Wróciła sprawa napaści na Martę Wcisło. Europosłanka pokazała przykre zdjęcia

Rok temu polityczka KO Marta Wcisło została zaatakowana przez mężczyznę podczas prowadzenia kampanii wyborczej. W czwartek 5 września sąd zajmował się sprawą 55-latka.

W Polsce niemalże od samego początku panowania rządów demokratycznych dwie partie idą łeb w łeb. Nie ma więc nic dziwnego w stwierdzeniach, że "nasz kraj jest podzielony na pół". Niestety, niektórzy są tak bardzo przeciwni rządom, których nie sprawuje już PiS, że dopuszczają się przemocy. Przekonała się o tym posłanka Koalicji Obywatelskiej Marta Wcisło.

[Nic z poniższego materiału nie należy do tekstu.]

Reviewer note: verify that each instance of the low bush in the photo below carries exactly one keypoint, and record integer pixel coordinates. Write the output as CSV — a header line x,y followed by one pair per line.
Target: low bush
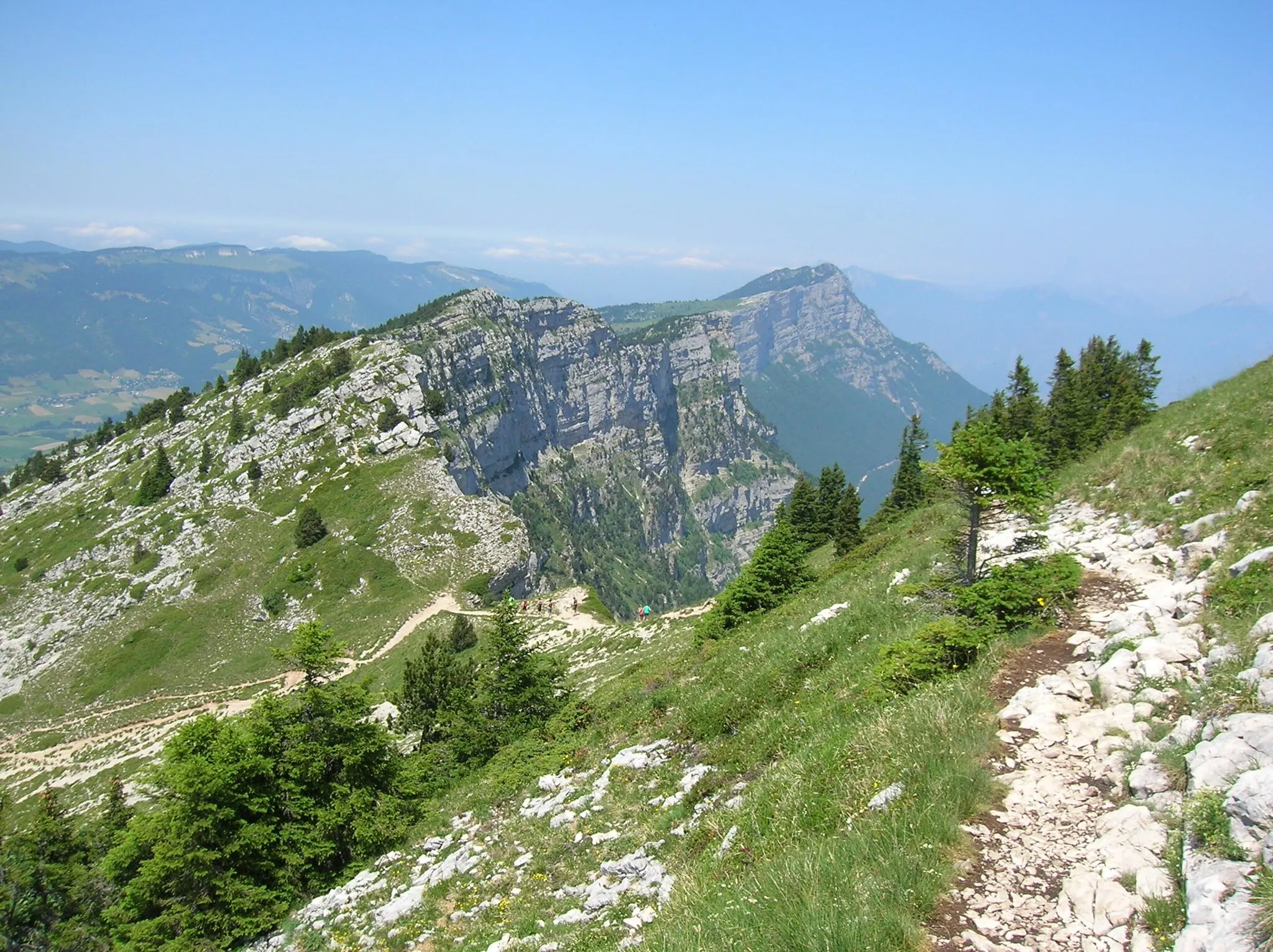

Zobacz wideo Poparcie dla Trumpa stoi w miejscu. To szansa dla Harris i Demokratów

Sąd rozpatruje sprawę 55-latka. Mężczyzna rok temu zaatakował Martę Wcisło

We wrześniu ubiegłego roku 55-letni mężczyzna miał zaatakować Martę Wcisło w czasie parlamentarnej kampanii wyborczej. "W pewnym momencie z tłumu podbiegł do mnie nieznany mężczyzna, złapał mnie rękami, uderzył i zaczął trząść. Krzyczał na mnie 'nie jesteście Polakami' oraz 'takich jak wy trzeba wybić'. Był strasznie agresywny. Gdyby nie szybka pomoc, to nie wiem, co by mi zrobił" - mówiła wówczas polityczka w rozmowie z Onetem. Świadkiem zdarzenia był m.in. Jakub Stefaniak, czyli ówczesny kandydat Trzeciej Drogi do Sejmu. "Stałem obok, rozdawałem swoje materiały wyborcze, nagle usłyszałem krzyk. Widziałem, że jakiś mężczyzna szarpał Martę Wcisło. Jej współpracownicy zaczęli go odciągać" -  relacjonował Onetowi.

Teraz  Anna Stelmach z Biura Prasowego Sądu Okręgowego w Lublinie powiedziała "Faktowi", że w czwartek 5 września odbyła się pierwsza rozprawa. Wtedy sąd przesłuchał oskarżonego i aż dziewięciu świadków zdarzenia, a już na 17 października został wyznaczony kolejny termin posiedzenia. Ma być wówczas przesłuchany jeden świadek. Europosłanka pokazała dziennikarzom zdjęcia, jakie zrobiono jej po całym zdarzeniu. Widać na nich siniaki i obrażenia powstałe w wyniku napaści. Znajdziecie je w naszej galerii na górze strony.

Posłanka nie mogła podnieść ręki. To nie była pierwsza tego typu sytuacja

Marta Wcisło tuż po zdarzeniu relacjonowała, że nie może podnieść ręki. Nie był to jednak jedyny tego typu przypadek. W ubiegłym roku na terenie przylegającej do dworca kolejowego w Katowicach Galerii Katowickiej 49-letni mężczyzna naruszył nietykalność cielesną posła Koalicji Obywatelskiej Borysa Budki, ubliżał mu i zniszczył jego telefon. Mężczyznę zatrzymali powiadomieni przez posła policjanci. Prokuratura Rejonowa Katowice-Północ w Katowicach przedstawiła zarzuty sprawcy - chodzi o naruszenie nietykalności cielesnej Posła na Sejm RP.